Canadareg <-read.csv("~/Desktop/Canada.csv",header=TRUE) #browse to select data "Canada.csv"
male <- ifelse(Canadareg$ITSEX==2,0,1)
Canadareg <- cbind(Canadareg,male)
Canadareg[Canadareg==999999]=NA
Canadareg <- na.omit(Canadareg)
CanadaBMA <- subset(Canadareg, select=c(ASRREA01,male,ASBG04,ASBGSBS,ASBGSMR,ASBGSCR,
ASBR05E,ASBR05F,ASBR05G))
male (1=male)
ASBG04 = # of books in home 1) 0-10, 2) 11-25, 3) 26-100, 4) 101-200 5) More than 200
ASBGSBS = Bullying/teasing at school (higher values mean less bullying/teasing)
ASBGSMR = Students motivated to read (4pt, strongly agree to strongly disagree)
ASBGSCR = Students confidence in their reading (")
ASBR05E = Teacher is easy to understand (")
ASBR05F = Interested in what teacher says (")
ASBR05G = Teacher gives interesting things to read (")

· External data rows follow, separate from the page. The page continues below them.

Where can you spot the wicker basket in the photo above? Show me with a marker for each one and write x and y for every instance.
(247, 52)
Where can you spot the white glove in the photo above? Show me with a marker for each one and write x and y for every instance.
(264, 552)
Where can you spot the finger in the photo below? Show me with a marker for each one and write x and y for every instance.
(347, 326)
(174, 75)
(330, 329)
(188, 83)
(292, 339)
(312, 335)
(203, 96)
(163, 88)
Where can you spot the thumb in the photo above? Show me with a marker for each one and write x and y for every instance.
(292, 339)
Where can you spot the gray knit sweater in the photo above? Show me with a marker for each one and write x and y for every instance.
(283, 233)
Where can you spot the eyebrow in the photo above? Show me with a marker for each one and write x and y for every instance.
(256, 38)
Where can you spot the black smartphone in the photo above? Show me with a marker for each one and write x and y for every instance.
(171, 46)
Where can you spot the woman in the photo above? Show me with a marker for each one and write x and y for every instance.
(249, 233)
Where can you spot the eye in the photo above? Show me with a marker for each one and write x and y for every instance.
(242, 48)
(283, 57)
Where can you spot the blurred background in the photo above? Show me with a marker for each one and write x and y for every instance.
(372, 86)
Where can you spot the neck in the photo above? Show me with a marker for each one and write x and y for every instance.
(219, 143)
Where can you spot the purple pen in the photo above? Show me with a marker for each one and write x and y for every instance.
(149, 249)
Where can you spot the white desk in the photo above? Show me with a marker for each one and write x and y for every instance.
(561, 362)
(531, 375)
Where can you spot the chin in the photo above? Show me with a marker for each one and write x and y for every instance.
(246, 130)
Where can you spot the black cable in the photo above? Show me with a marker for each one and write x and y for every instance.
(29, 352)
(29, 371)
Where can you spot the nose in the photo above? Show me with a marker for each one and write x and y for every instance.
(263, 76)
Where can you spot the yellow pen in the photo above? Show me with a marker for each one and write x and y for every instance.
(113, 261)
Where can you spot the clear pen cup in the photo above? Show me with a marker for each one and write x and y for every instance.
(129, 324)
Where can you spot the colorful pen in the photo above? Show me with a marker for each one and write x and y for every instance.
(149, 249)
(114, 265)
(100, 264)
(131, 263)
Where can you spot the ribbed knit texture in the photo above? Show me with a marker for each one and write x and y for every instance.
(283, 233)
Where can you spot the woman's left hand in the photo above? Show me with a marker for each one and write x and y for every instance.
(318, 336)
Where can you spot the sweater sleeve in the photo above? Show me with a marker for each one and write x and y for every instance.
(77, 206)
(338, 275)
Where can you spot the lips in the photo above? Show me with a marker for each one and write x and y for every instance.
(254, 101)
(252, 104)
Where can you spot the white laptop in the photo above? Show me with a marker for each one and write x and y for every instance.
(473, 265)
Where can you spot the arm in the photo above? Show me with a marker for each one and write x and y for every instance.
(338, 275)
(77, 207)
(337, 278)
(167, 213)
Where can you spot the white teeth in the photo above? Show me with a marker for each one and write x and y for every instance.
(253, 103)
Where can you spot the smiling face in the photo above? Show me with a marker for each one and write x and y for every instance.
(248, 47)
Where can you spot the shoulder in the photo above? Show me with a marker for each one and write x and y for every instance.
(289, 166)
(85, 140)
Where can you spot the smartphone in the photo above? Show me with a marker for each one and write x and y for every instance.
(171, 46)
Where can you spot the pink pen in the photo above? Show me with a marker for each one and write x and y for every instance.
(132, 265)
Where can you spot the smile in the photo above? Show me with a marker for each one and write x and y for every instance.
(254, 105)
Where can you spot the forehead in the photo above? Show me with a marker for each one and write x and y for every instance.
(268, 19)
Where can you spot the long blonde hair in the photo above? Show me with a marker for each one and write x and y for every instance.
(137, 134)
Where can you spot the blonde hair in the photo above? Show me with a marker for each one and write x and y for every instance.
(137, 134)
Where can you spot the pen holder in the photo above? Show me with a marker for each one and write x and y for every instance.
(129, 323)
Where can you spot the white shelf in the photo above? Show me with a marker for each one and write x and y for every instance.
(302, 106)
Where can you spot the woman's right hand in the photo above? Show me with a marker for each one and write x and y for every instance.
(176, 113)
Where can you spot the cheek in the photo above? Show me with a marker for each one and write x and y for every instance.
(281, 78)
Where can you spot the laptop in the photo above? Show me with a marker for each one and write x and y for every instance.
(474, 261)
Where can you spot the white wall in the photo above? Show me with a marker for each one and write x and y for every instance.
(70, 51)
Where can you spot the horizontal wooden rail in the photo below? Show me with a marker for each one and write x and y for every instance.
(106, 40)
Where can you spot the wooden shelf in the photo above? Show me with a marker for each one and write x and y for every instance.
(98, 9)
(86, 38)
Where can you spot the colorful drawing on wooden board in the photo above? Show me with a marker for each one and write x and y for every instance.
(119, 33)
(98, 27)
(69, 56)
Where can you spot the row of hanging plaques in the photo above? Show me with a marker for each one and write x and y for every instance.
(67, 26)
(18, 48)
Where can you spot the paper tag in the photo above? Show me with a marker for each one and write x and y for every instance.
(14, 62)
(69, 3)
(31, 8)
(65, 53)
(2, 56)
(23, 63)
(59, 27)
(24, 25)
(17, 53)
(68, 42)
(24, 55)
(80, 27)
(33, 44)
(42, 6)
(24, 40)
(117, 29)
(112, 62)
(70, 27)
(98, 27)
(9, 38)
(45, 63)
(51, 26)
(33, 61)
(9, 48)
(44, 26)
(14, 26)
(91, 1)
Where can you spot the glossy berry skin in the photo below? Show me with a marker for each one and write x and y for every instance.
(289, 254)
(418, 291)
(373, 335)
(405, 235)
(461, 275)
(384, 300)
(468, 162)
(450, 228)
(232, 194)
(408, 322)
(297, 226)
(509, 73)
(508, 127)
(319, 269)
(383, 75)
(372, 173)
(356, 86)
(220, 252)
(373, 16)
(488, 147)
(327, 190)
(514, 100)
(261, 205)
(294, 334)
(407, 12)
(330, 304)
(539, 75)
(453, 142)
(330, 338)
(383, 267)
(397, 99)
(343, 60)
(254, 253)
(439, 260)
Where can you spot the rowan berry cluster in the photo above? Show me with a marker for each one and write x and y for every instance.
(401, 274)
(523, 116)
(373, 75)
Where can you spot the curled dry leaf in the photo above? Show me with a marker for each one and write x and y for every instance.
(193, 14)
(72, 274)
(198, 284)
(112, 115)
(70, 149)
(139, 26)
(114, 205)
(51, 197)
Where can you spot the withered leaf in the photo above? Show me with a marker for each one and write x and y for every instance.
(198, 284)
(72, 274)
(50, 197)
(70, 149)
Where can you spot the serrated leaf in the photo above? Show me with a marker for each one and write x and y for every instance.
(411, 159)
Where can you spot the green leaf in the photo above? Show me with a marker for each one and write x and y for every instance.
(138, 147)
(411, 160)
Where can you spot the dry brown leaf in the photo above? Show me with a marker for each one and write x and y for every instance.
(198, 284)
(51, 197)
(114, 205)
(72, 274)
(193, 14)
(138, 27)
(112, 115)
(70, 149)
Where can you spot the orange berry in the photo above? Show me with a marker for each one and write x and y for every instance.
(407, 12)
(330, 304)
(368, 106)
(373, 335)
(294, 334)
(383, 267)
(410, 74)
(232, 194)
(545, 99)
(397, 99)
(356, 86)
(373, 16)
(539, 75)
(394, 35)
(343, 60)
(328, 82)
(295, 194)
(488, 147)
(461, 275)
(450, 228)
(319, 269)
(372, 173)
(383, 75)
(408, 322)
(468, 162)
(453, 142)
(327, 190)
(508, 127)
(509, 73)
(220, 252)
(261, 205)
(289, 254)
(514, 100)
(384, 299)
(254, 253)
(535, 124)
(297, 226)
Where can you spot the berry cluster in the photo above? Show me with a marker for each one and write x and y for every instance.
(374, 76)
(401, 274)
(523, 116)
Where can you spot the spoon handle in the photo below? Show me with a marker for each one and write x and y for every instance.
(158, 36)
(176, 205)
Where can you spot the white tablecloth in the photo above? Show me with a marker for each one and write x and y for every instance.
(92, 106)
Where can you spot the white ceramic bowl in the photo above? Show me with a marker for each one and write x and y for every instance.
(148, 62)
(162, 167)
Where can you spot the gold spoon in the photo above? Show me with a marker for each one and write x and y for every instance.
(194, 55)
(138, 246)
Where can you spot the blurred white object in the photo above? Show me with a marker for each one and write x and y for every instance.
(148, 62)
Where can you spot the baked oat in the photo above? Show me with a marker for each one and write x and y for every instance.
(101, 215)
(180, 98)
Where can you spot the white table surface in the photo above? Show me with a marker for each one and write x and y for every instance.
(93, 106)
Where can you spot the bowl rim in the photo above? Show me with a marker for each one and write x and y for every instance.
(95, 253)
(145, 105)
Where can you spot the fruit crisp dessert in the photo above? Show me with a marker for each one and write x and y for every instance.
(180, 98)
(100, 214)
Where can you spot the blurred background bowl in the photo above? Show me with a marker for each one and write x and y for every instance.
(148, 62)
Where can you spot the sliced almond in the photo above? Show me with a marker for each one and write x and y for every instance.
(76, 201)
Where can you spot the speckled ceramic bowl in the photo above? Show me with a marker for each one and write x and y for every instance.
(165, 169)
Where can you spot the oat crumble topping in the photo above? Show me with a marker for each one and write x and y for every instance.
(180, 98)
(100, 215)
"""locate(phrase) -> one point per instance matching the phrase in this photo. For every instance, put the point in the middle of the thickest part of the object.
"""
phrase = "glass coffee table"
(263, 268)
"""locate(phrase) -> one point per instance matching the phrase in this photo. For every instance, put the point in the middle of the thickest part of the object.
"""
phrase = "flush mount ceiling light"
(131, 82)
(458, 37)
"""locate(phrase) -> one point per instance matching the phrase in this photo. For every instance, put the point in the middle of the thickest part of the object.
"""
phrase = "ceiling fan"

ASRREA01 is the first plausible value reading score
y <- CanadaBMA[,1]
x <- CanadaBMA[,2:9]
BMA
using bicreg
and get plots. The analysis assumes unit information priors
on the parameters and a uniform
prior on the model space.CanadaBMA1 <- bicreg(x,y)
summary(CanadaBMA1)
##
## Call:
## bicreg(x = x, y = y)
##
##
## 5 models were selected
## Best 5 models (cumulative posterior probability = 1 ):
##
## p!=0 EV SD model 1 model 2 model 3
## Intercept 100.0 399.9802 17.2465 400.076 399.998 392.000
## male 9.0 0.5434 2.0692 . 6.006 .
## ASBG04 100.0 8.8294 1.9433 8.817 8.969 8.803
## ASBGSBS 100.0 4.4090 1.1079 4.422 4.247 4.314
## ASBGSMR 100.0 -5.7355 1.0745 -5.754 -5.782 -5.879
## ASBGSCR 100.0 13.1241 1.0580 13.143 13.022 12.927
## ASBR05E 5.3 0.1873 1.0482 . . 3.545
## ASBR05F 4.1 -0.1153 0.8138 . . .
## ASBR05G 4.0 -0.1001 0.7276 . . .
##
## nVar 4 5 5
## r2 0.207 0.209 0.208
## BIC -180.823 -176.526 -175.450
## post prob 0.775 0.090 0.053
## model 4 model 5
## Intercept 404.301 404.171
## male . .
## ASBG04 8.819 8.799
## ASBGSBS 4.544 4.502
## ASBGSMR -5.383 -5.443
## ASBGSCR 13.183 13.191
## ASBR05E . .
## ASBR05F -2.799 .
## ASBR05G . -2.499
##
## nVar 5 5
## r2 0.208 0.208
## BIC -174.952 -174.895
## post prob 0.041 0.040
Notice that 5 models are retained using the Occam’s window criterion. Note that the BICs are all roughly the same, indicating very little difference in the choice among the competing models. However, note that the model with the lowest BIC measure obtains a posterior model probability of 0.775, suggesting some model uncertainty. This model uncertainity is not accounted for if one were to choose only a single model to report. Averaging across all of these models takes into account model uncertainty.
The column labeled EV
provides the model averaged coefficients, summed and weighted by the respective posterior model probabilities. The column labeled p! = 0
, gives the posterior inclusion probability
indicating the percentage of times that the variable appears in the models. So, e.g. male
only appears in 9% of the models while ASBG04
appears across all models. This is an alternative measure of the importance of a variable in the context of model uncertainty.
These are plots of the posterior distribuion of the coefficients produced by model averaging. The posterior probability that the coefficient is zero is represented by a solid line at zero, with heightequal to the probability. The nonzero part of the distribution is scaled so that the maximum height is equal to the probability that the coefficient is nonzero.